Fortunately, my guy has a great sense of humor and wasn’t offended in the least. In fact, we wound up having a great discussion about what we’d been taught and what we’d heard about other races. I won’t go into them here because I want you to think about the ones you’ve heard – or even said – down through the years.
So often the images we see on television, in movies, or in the news project certain races and ethnicities in a negative light. I swear it seems like every time the local news interviews witnesses to a crime or neighborhood happening, it’s as if they deliberately seek out individuals who I’ll describe as being “less than polished” or inarticulate.
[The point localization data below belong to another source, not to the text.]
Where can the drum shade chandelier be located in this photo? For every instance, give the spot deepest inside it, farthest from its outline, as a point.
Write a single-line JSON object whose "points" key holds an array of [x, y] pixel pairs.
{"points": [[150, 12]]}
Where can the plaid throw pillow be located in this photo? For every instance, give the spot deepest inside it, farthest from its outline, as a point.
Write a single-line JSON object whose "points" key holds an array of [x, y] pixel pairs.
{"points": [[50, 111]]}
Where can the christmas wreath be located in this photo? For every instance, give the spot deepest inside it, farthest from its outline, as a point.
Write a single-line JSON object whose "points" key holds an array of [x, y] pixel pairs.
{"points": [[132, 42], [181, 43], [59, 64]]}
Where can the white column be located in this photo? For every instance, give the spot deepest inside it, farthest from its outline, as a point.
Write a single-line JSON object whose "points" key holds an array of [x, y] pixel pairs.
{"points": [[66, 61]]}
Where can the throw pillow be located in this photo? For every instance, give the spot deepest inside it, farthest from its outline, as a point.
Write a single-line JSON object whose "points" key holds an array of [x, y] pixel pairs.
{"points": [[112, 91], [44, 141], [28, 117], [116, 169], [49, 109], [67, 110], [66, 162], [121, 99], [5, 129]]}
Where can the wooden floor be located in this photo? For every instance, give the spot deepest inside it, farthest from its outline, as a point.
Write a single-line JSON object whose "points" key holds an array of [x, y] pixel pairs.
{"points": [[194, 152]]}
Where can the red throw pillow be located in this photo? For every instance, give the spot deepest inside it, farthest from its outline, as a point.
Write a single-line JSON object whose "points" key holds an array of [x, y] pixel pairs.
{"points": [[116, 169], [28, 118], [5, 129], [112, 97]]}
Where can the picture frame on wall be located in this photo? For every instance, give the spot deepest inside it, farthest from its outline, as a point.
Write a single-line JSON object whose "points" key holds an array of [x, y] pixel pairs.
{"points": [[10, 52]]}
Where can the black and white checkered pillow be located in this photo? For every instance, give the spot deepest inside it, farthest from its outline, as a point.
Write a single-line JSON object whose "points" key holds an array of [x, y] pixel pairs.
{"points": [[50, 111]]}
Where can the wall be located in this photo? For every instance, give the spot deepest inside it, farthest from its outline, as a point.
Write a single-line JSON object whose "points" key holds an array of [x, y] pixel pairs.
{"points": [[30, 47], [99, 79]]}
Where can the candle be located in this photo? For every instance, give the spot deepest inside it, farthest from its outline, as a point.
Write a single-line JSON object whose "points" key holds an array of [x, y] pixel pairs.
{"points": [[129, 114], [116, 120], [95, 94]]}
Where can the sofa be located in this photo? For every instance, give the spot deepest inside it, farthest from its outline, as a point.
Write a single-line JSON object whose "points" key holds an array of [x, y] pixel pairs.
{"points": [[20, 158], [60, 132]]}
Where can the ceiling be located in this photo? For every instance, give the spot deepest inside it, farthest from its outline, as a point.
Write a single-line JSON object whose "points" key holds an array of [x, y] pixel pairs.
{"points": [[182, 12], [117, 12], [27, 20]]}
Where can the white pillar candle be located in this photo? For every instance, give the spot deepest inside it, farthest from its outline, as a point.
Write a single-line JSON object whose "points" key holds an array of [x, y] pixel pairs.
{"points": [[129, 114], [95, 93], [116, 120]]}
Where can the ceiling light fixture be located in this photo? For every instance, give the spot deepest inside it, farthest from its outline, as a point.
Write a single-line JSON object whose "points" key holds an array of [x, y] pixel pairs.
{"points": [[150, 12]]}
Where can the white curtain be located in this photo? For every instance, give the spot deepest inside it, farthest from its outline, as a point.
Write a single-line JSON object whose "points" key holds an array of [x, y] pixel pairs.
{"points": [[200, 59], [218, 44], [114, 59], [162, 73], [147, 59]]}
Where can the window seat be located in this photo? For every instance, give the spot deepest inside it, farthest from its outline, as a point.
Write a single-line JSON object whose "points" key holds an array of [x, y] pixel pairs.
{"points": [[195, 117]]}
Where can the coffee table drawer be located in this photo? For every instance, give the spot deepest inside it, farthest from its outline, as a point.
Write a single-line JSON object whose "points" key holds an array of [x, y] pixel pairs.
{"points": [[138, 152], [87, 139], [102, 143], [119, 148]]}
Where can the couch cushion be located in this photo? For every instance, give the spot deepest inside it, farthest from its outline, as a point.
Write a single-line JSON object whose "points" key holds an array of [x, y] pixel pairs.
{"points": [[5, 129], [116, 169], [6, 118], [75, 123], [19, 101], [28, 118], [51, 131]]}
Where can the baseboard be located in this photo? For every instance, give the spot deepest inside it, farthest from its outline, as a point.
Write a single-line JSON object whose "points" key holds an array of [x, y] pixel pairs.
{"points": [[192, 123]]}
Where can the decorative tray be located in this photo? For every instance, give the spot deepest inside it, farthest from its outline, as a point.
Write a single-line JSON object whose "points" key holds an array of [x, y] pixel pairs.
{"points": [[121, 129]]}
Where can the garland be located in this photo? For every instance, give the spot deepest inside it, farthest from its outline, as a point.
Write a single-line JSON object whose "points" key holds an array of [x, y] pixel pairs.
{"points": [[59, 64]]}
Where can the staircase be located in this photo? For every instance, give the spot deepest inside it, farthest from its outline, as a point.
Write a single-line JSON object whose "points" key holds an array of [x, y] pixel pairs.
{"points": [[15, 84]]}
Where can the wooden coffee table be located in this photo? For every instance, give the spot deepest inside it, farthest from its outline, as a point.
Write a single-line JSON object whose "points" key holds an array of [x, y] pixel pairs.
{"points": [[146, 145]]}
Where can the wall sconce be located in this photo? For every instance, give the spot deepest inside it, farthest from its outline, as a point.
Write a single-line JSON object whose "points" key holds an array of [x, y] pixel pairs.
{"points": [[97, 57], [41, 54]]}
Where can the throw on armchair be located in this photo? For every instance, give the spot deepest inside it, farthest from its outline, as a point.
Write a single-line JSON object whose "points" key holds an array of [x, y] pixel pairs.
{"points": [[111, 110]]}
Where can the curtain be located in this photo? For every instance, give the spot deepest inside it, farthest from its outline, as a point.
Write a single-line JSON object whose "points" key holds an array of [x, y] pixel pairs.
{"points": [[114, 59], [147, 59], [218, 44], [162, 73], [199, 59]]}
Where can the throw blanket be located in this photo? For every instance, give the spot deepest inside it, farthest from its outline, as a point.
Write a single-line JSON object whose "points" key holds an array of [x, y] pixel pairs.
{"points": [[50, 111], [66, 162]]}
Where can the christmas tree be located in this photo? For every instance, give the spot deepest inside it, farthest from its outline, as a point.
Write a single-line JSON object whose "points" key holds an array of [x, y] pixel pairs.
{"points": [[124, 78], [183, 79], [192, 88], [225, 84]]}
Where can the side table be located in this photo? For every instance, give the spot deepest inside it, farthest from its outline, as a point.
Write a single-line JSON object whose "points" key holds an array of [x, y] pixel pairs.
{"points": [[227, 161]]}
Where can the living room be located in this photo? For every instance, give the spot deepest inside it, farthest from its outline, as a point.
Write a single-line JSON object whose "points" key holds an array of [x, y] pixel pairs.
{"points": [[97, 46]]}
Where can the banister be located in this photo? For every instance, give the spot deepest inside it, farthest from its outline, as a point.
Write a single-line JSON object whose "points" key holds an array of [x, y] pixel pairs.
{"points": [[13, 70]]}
Get Rid Of The Stereotypes
Sure, talking about “The Things You People Do” is amusing, but it’s hurtful when we allow ourselves to lock races of people into critical, judgmental, and stereotypical boxes.
Stereotypes are crutches that distance people from one another and, if left unchecked, can ultimately generate intolerance and even hate. Instead of resorting to the easy way out and attributing specific characteristics to certain groups of people, let’s keep an open mind and take people just as they are – one person at a time.
How bout we let that be, “The Things We People Do.”
Copyright ©2011 Michelle Matthews Calloway, ASwirlGirl™, The Swirl World™, Swirl Nation™, All rights reserved.
A Swirl Girl says
LOL! I totally understand! I must admit I was a bit surprised my parents took it SO well.
Very good! It is very liberating to be able to speak freely! But to be completely honest, the conversation would have gone a whole lot differently if it had been my mom! LoL!